According to a survey conducted earlier this month by the Ministry of Economy, Trade and Industry, 38 out of 49 selected companies representing 12 industries, most of them manufacturers, said they had made forward dollar contracts for at least two months.
Manufacturing products in the land of the dollar is also an effective hedge against a strong yen. Japan’s major carmakers either have a solid production presence in the United States or are gearing up for one.
Nissan Motor Co. is preparing to assemble vehicles in the U.S., Nissan President Carlos Ghosn told reporters earlier this month, noting that a 1 yen change to the dollar has a 10 billion yen impact on the firm’s profitability.

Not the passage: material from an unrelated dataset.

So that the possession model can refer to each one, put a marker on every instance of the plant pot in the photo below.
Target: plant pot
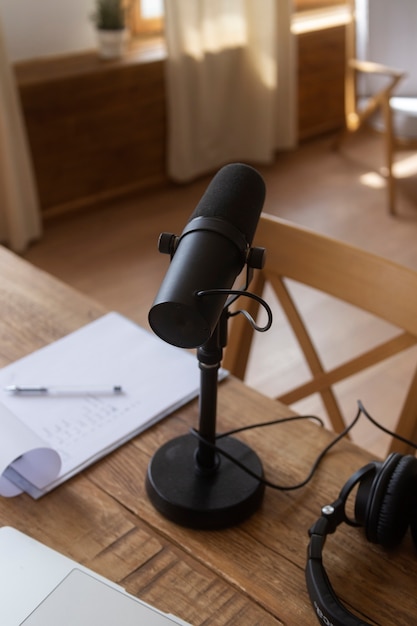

Yet the outlook for manufacturers will be dimmer if the yen continues rising and the dollar nears 100 yen in the next fiscal year.
Makino of Daiwa Research said that a dollar rate of 106.2 yen would send fiscal 2004 operating profits at vehicle manufacturers to zero.
Electronics makers have a stronger resistance line. If the exchange rate becomes 101.6 yen, they can still turn a profit.
Companies more immune to exchange-rate fluctuations, including chemical firms and steelmakers, could still post profits if the rate were 95 yen, Makino said.
He also said the impact of a yen rise on corporate operations has a 1 1/2- to two-year time lag. While a yen rise immediately reduces dollar-denominated profits when they are repatriated, it takes time for the price of Japanese-made goods to be increased overseas, and thus their competitiveness is lowered, he said.
According to the METI survey, 54 out of 67 responding firms said if the yen stays stronger than 110 yen in the mid to long term, they expect a negative impact on their profits or a downward revision of their capital spending plans.
Kumano of Dai-Ichi Life said smaller firms could suffer more than larger ones. Of the total amount of production by Japanese companies in 2002, 18 percent was estimated to stem from overseas manufacturing plants, according to another report by the trade ministry. The Bank of Japan said in a separate report that 91 percent of Japanese firms involved in overseas production in 2002 were big companies.
A strong yen, however, is not bad news for all Japanese. It makes imports, including oil, and overseas travel cheaper.
But Makino said that all in all, it could dampen consumer sentiment as it threatens employment and salaries by reducing corporate profits.